The reaction mixtures were maintained at 100 °C for 15 minutes, during which a color change from brown to wine-red was observed, indicating successful gold deposition. Subsequently, 1 mL of a freshly prepared aqueous solution containing 26 mg of tri-sodium citrate dihydrate was added to the mixture and stirred for 30 seconds to provide final capping and stabilization. The dispersion was then allowed to cool to RT and stored at 4 °C for further characterization. The two-step synthesis and the corresponding color transitions are schematically illustrated in Fig. 1. In the first step, magnetite (Fe₃O₄) nanoparticles are synthesized and coated with citric acid to enhance stability and dispersibility. In the second step, a gold (Au) shell is formed on the Fe₃O₄ cores in the presence of additional citric acid, which acts as a stabilizing and capping agent, yielding fully functionalized Au@Fe nanoparticles. Representative colors of the dispersions at the end of each synthetic step are shown in Fig. 1, where the citrate-stabilized Fe₃O₄ nanoparticles exhibit a characteristic black color. In contrast, the Au@Fe nanoparticles display a wine-red hue due to the localized surface plasmon resonance of the gold shell. It is important to note that while the Fe₃O₄ cores were thoroughly purified via magnetic separation and washing in the first step to remove unreacted precursors, the final Au@Fe nanoparticles were maintained as a stable colloidal dispersion without further washing. This approach preserves the integrity of the citrate capping layer, which is essential for the colloidal stability and LSPR properties of the gold shell. The successful formation of the shell is macroscopically confirmed by the transition from the characteristic black color of the magnetite cores to a deep wine-red hue.

2.6 Characterization

The structure of the nanoparticles was determined by X-ray diffraction (XRD) with a Bruker D8 Advance X-ray powder diffractometer using Cu K_α radiation at 40 kV and 25 mA using the Kα line of Cu as a radiation source in the 2Θ range from 15° to 70° with a scanning step width of 0.02° and 0.4 s scanning time per step. The magnetic properties were measured by using a vibrating sample (1.2H/CF/HT Oxford Instruments VSM).

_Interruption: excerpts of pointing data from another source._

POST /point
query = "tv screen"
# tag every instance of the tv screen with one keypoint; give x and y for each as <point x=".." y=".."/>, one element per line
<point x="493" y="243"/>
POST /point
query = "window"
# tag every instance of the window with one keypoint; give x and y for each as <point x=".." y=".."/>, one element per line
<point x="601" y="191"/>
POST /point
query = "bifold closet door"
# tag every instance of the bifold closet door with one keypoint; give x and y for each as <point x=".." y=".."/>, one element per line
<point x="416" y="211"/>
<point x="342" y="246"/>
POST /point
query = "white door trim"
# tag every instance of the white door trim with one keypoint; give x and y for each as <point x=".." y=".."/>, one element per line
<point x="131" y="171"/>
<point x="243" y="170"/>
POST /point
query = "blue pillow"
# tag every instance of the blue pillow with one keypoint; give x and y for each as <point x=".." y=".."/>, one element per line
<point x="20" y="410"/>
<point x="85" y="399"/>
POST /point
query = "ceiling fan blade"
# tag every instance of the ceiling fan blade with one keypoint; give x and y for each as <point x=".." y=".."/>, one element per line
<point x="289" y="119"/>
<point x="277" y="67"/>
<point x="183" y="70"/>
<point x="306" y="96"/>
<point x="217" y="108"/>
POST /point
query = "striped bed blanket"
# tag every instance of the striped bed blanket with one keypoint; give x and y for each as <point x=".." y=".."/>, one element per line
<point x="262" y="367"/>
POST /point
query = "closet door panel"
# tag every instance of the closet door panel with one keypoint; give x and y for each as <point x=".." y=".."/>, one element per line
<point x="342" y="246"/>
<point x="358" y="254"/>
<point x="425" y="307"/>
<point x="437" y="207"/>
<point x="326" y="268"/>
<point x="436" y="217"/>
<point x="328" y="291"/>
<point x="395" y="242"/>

Particle size analysis was carried out by dynamic light scattering (DLS). An SZ-100V2 HORIBA particle size analyzer was used for particle size and colloidal stability measurement, equipped with a diode-pumped frequency-doubled laser light source (λ = 532 nm), with a dynamic range of 0.3 nm–10 µm. Since DLS is based on Brownian motion, not gravitational settling, the upper limit is determined using sample density, while the lower limit is impacted by concentration, the intensity of the scattered light beam, and the presence of large area particles. The SZ-100 measured the suspension's zeta potential to determine the charge on the surface of the particles. The nanoparticles were dispersed in ultra-pure water at a low concentration (0.1 mg mL⁻¹), and the pH was adjusted to 7.0 to ensure a consistent chemical environment for all formulations. This was followed by ultrasonication for 10 min to achieve homogeneity. The samples were injected into 5 mL disposable cuvettes, and the calculated zeta potential was obtained by measuring the electrophoretic mobility of the particles. The samples' measured zeta potential at pH 7.0 is utilized as a metric of dispersion stability.

The absorption spectra of aqueous Au@Fe nanoparticle dispersions with a concentration of 25 µg Fe mL⁻¹ were measured using an ultraviolet-visible (UV-Vis) spectrophotometer (Libra S22, Biochrom, Cambridge, United Kingdom). The measurement range was set between 250 and 700 nm with a step size of 2 nm.

2.7 Molecular docking simulations

Molecular docking simulations were conducted to gain structural insight into the molecular recognition mechanisms and to support the experimentally determined binding affinities of the RNV95, Aβ7-92-1H1, and TBA1 aptamers. AI-assisted analysis, specifically utilizing the SPPIDER tool,⁵⁶ aids biomarker selection and interaction site prediction by integrating multimodal datasets and identifying subtle structural or sequence patterns. This approach, which leverages transformer-based language models (such as ESM-2) to analyze protein and aptamer sequences, was used to prioritize candidates according to their predictive relevance and to define active residues for docking.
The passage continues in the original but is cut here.